— Я не могу вам их отдать, — сказал Кнеуфи извиняющимся тоном, — но если я тебя правильно понял, у вас есть средство все это скопировать… — Наверно, ему показалось, что он обидел гостей недоверием, и он торопливо добавил: — Видите ли, так принято, еще тогда, когда начали делать записи, решили, что они не должны покидать дом градоначальника. Это ведь единственное, что у нас осталось от прошлого. Конечно, если вам очень нужно…
— Мы сделаем копии, — ответил Маран сразу. — Мы вовсе не хотим, чтобы вы нарушали из-за нас свои обычаи. Дан, будь другом, сними все это. Прямо сейчас, не отходя от стола.
Он пододвинул всю кипу, впрочем, не слишком большую, к Дану, и тот, довольный, что его отвлекли от бесплодного созерцания женских прелестей, немедленно принялся за дело, не забывая при этом прислушиваться к разговору.
— Что вы думаете делать дальше? — спросил Маран. — Вы или ты, извини, я еще не понял, как у вас принимаются решения.
— Если надо что-то решить, я предлагаю варианты, какие есть, совету. Со своими рекомендациями. Совет может согласиться со мной и утвердить то, что рекомендую я, а может предпочесть другой вариант. Смотря как распределятся голоса членов совета.
— А сколько их? — спросил Маран.
— Девять.
— Их выбирают?
— Не только их. Градоначальника тоже. Раз в год мы все сходимся и выбираем девять человек в совет и еще одного отдельно.
— Сходитесь на площади?
— Тебе уже кто-то рассказал?
— Нет. Просто… Мы ведь нашли вас или большинство из вас на площади. Мы подумали, что вы из последних сил добирались туда, чтобы умереть именно там. Это так?
— Так, — сказал Кнеуфи. — Если ты откроешь первую из этих тетрадей, — он мягко прикоснулся к той, которую Дан, перелистав перед камерой, отложил в сторону, — на первой же странице ты встретишь такую фразу: «мы начались на площади и на площади нам должно принять свой конец». Там есть и объяснение. Наши города теперь совсем не похожи на те, что были когда-то, они много раз перестраивались, и от древних домов не осталось и следа. Но площади были всегда. Глеллы никогда не любили одиночества, и ту часть дня, когда не надо было работать, проводили вместе. На площадях. Там они знакомились, общались между собой, советовались, обсуждали всякие дела, устраивали представления, читали стихи, пели, любовались звездами и еще многое другое. К тому же с очень давних времен, с самого начала истории раз в год, а может, не год, а два или пять, но регулярно, жители города приходили на площадь и выбирали тех, кто должен был городом править. Таково, по крайней мере, предание.
— И так было всегда?
— Нет. Когда число жителей умножилось, выбирать правителей стали иначе. Как именно, не знаю. Но когда нас осталось мало, мы снова вернулись на площадь. Два или три века назад.
— А кто правил миром?
— Миром? А зачем им править?
— Ты хочешь сказать, что города существовали сами по себе?
— Не совсем. Когда городов было много, а жителей в них больше, советы состояли не из девяти человек, а, скажем из девяти по девять. Среди них были и специально избранные представители для связи с другими городами. Они время от времени собирались вместе и договоривались, как сделать, чтобы все были довольны.

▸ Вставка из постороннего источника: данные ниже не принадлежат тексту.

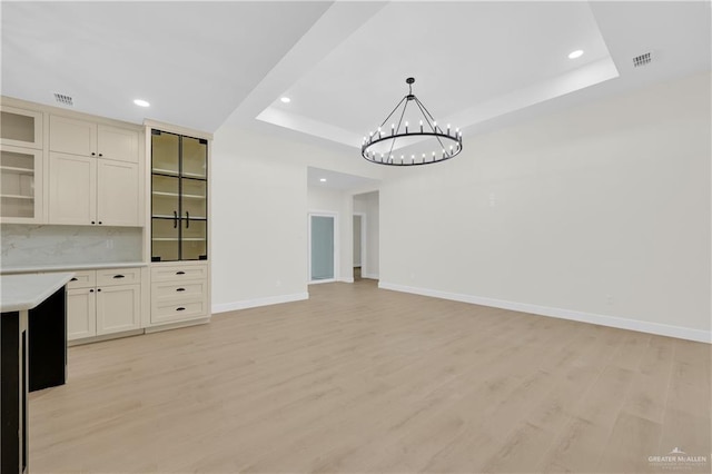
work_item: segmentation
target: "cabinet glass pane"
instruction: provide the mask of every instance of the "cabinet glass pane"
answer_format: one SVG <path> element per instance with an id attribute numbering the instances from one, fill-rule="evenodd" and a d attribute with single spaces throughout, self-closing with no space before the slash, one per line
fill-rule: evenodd
<path id="1" fill-rule="evenodd" d="M 177 224 L 174 219 L 151 219 L 151 261 L 179 259 Z"/>
<path id="2" fill-rule="evenodd" d="M 154 172 L 178 175 L 180 162 L 180 137 L 161 131 L 151 135 L 151 166 Z"/>
<path id="3" fill-rule="evenodd" d="M 182 221 L 182 259 L 205 260 L 208 255 L 208 233 L 207 221 L 185 220 Z"/>
<path id="4" fill-rule="evenodd" d="M 33 154 L 0 151 L 0 215 L 34 217 Z"/>
<path id="5" fill-rule="evenodd" d="M 179 213 L 178 184 L 177 177 L 170 176 L 151 176 L 151 215 L 152 217 L 172 218 L 174 213 Z"/>
<path id="6" fill-rule="evenodd" d="M 207 182 L 197 179 L 182 180 L 182 217 L 186 213 L 190 218 L 205 219 L 208 215 L 208 200 L 206 198 Z"/>
<path id="7" fill-rule="evenodd" d="M 34 142 L 34 117 L 2 111 L 0 115 L 0 137 Z"/>
<path id="8" fill-rule="evenodd" d="M 208 142 L 182 137 L 182 176 L 205 178 L 207 176 Z"/>

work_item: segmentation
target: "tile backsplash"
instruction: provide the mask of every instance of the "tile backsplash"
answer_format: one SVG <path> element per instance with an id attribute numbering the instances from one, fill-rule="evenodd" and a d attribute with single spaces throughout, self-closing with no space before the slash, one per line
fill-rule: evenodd
<path id="1" fill-rule="evenodd" d="M 141 260 L 139 227 L 0 226 L 0 266 L 100 264 Z"/>

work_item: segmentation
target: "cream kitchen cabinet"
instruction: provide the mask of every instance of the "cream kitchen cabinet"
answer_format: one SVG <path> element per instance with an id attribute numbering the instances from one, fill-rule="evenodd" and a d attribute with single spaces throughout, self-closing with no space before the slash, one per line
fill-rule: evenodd
<path id="1" fill-rule="evenodd" d="M 49 155 L 49 223 L 140 227 L 138 164 Z"/>
<path id="2" fill-rule="evenodd" d="M 67 338 L 139 329 L 140 268 L 77 271 L 67 284 Z"/>
<path id="3" fill-rule="evenodd" d="M 136 130 L 56 115 L 49 118 L 50 151 L 138 162 L 138 146 Z"/>
<path id="4" fill-rule="evenodd" d="M 42 224 L 42 150 L 0 145 L 0 217 L 3 224 Z"/>
<path id="5" fill-rule="evenodd" d="M 0 144 L 42 149 L 42 117 L 37 110 L 0 108 Z"/>
<path id="6" fill-rule="evenodd" d="M 151 266 L 151 324 L 210 316 L 207 263 Z"/>

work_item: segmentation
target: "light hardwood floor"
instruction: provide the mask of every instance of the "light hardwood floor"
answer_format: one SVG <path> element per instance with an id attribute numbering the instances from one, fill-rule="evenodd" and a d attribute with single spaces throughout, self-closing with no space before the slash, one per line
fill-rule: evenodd
<path id="1" fill-rule="evenodd" d="M 710 472 L 711 346 L 379 290 L 69 349 L 40 472 Z M 690 472 L 690 471 L 686 471 Z"/>

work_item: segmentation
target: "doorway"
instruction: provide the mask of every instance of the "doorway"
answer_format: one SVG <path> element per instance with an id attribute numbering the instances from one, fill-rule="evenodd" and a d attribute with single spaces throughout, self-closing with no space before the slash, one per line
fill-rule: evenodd
<path id="1" fill-rule="evenodd" d="M 363 278 L 366 271 L 366 214 L 354 213 L 354 282 Z"/>
<path id="2" fill-rule="evenodd" d="M 336 280 L 336 217 L 309 214 L 309 283 Z"/>

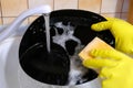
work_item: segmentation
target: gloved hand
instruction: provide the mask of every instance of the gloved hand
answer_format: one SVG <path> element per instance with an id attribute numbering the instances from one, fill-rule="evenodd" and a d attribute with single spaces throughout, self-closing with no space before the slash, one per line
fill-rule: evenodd
<path id="1" fill-rule="evenodd" d="M 101 68 L 102 88 L 133 88 L 133 59 L 119 51 L 92 50 L 101 58 L 84 59 L 83 65 Z M 106 58 L 108 57 L 108 58 Z"/>
<path id="2" fill-rule="evenodd" d="M 126 54 L 133 54 L 133 25 L 114 18 L 92 25 L 94 31 L 110 30 L 115 37 L 115 48 Z"/>

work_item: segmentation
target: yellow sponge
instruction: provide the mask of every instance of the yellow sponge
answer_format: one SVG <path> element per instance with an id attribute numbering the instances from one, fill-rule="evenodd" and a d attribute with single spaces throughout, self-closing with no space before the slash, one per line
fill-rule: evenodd
<path id="1" fill-rule="evenodd" d="M 104 41 L 102 41 L 99 37 L 94 37 L 94 40 L 92 40 L 80 53 L 79 56 L 82 59 L 88 59 L 88 58 L 93 58 L 93 56 L 91 56 L 89 53 L 91 50 L 94 48 L 104 48 L 104 50 L 114 50 L 112 46 L 110 46 L 109 44 L 106 44 Z"/>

— И никогда не было иначе? — спросил Маран.
— Никогда. Наверно. Правда, в одной из тетрадей описана история, которая произошла не так давно… то есть не в очень глубокой древности, но не вчера, конечно. Тогда уже было понятно, что Глелла клонится к закату. И кто-то высказал мысль, что миром следует править. Правда, это очень невнятно написано, трудно понять, кто и как должен был осуществлять правление, но один из городов сделали главным…
— Это, случайно, не тот город, где на площади стоят высокие башни?
— Тот, — сказал Кнеуфи удивленно. — Я там не был и даже не знаю, где это, я только читал…
— Это не так далеко… Да ведь мы с тобой туда летали! В первый день, когда расшифровывали язык. Эти башни видны даже с окраины, ты должен был их заметить.
— Наверно, я не понял, — сказал Кнеуфи смущенно. — У нас ведь нет таких сооружений. Как они выглядят?
— Узкие, очень узкие в основании. И высокие, раз в девять выше того, где мы находимся. Ну представь себе, что получится, если на этот дом поставить еще один, и еще, и еще.
— И они не падают?
Маран улыбнулся.
— Нет, Кнеуфи. И еще у них прозрачная крыша.
— Так и должно быть, — заметил Кнеуфи. — Ведь с них виден весь мир.
— Ну за весь не поручусь…
— Так написано в тетрадях.
— Я думаю, это символически… И чем же кончилась попытка управлять миром?
— Не знаю. Наверно, ничем. Тут не сказано.
— А когда именно это было? Случайно, не тогда, когда создали «белых»?
— Все возможно. В тетрадях почти нет дат.
— Понятно. Ну что ж, вернемся к вопросам более насущным. Что дальше?
— Когда дальше? — спросил Кнеуфи с недоумением.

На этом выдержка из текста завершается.